Having nothing he had to actually respond to gave Osborne a free shot – which he duly took with aplomb. Dig this:
‘What people need above all as homeowners is economic security. The fact that the Labour party is now getting it’s advice from Yanis Varaifoukas and the revolutionary Marxist broadcaster Paul Mason does not suggest to me that they’ve got an answer to economic security. Presumably they chose those two because Chairman Mao was dead and Mickey Mouse was busy.”
Baa-dum. So why did the chancellor find the session tricky then, if the shadow chancellor was his usual, lame self? Because of his own backbenchers, drilling him about Brexit. Tyrie, Baker, Rees-Mogg: they all turned out to take their best shot at the second in command of their own political party. While their questions weren’t actually very sensible (Tyrie’s was particularly daft, basically questioning why we would have to trigger Article 50 immediately if we voted out, insisting that instead we should wait for a while to establish “good faith” with the EU countries still remaining in. Seriously, what is it with the Brexiteers and their desire to slow down Brexit should we vote for it? They want out so badly, supposedly, and then they question why we’d actually have to leave so quickly), it was still hard to weather, as tough issues that divide a party always are for those at the top.

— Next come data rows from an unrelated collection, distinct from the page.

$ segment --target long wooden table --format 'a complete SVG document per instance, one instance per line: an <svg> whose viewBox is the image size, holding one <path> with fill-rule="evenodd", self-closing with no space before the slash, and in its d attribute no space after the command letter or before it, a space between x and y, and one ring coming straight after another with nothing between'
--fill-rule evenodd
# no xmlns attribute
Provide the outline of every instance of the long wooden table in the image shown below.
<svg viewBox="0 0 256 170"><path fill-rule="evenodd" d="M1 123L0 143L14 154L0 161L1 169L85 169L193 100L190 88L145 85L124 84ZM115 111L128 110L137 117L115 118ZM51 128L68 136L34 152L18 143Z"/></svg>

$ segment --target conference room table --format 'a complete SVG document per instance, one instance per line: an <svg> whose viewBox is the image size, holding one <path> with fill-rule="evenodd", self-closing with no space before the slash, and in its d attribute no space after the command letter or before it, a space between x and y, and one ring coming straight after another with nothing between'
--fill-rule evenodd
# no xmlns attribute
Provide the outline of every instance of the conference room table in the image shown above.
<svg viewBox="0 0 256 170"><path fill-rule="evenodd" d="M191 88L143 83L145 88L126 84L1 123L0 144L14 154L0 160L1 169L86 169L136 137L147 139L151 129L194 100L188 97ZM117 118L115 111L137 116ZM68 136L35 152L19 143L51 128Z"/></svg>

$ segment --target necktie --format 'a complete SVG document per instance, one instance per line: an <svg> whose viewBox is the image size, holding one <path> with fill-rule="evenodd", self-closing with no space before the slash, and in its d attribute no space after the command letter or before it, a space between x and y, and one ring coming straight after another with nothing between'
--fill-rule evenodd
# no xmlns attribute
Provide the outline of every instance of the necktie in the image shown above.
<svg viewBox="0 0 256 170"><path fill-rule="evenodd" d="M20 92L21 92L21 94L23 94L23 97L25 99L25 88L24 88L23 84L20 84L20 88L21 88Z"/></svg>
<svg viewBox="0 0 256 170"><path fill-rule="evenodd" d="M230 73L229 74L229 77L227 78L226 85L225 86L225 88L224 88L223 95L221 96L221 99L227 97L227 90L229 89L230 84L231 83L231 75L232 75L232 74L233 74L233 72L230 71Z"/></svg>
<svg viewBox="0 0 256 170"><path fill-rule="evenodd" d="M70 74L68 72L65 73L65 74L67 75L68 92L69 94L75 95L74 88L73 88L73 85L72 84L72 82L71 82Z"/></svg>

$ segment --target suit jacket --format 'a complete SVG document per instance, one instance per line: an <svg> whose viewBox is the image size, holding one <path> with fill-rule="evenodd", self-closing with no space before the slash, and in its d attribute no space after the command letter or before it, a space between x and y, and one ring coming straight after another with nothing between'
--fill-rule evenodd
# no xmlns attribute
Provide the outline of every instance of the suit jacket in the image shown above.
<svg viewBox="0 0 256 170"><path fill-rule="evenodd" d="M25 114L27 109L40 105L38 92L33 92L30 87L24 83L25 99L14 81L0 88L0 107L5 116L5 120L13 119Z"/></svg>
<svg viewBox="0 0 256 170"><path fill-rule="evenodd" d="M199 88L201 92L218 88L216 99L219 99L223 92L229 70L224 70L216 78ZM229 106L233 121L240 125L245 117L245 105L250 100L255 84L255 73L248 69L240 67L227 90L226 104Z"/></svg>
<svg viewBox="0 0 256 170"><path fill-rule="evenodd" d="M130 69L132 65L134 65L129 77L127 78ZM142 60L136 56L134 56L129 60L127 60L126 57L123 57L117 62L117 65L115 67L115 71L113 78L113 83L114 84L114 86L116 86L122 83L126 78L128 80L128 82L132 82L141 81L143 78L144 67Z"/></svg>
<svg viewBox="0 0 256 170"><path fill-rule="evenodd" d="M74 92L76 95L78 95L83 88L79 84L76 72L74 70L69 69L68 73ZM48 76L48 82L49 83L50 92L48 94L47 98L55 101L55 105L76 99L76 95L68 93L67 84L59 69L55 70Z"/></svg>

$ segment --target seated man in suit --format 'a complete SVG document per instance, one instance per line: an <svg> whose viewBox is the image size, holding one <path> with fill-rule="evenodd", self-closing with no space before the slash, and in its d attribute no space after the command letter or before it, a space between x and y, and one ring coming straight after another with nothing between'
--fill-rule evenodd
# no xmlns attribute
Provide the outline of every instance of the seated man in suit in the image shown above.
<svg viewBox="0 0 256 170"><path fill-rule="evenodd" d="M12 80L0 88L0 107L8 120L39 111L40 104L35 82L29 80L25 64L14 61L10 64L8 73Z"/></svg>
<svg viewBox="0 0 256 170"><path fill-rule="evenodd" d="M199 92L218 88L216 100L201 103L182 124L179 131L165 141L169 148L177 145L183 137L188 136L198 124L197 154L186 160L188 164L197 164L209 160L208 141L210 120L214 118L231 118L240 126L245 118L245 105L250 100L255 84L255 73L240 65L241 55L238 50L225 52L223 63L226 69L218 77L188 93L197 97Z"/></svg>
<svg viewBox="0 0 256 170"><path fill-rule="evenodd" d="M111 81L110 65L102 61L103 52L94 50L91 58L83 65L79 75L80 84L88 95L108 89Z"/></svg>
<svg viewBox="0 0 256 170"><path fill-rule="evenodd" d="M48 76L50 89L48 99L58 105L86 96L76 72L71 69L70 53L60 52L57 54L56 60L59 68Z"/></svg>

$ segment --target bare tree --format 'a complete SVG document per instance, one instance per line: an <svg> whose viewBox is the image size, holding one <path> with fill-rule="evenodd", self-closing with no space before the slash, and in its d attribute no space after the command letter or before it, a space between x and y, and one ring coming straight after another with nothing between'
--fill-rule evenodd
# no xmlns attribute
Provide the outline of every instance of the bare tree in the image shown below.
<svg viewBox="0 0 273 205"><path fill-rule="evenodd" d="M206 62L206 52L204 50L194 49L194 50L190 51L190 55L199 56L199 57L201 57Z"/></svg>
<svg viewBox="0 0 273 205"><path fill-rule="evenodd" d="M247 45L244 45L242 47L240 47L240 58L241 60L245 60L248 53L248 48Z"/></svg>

Is George in for 16 more weeks of this crap? Probably. Next week it will be Peter Bone asking why we’d have to leave the EU if we voted to leave EU, instead of spending some time in a sort of EU purgatory to “wake the Frenchies up”. The week after that, Philip Davies will ask Osborne why if we vote to leave we shouldn’t have not just a second referendum but a third referendum in order to ratify our new fangled relationship with the continentals.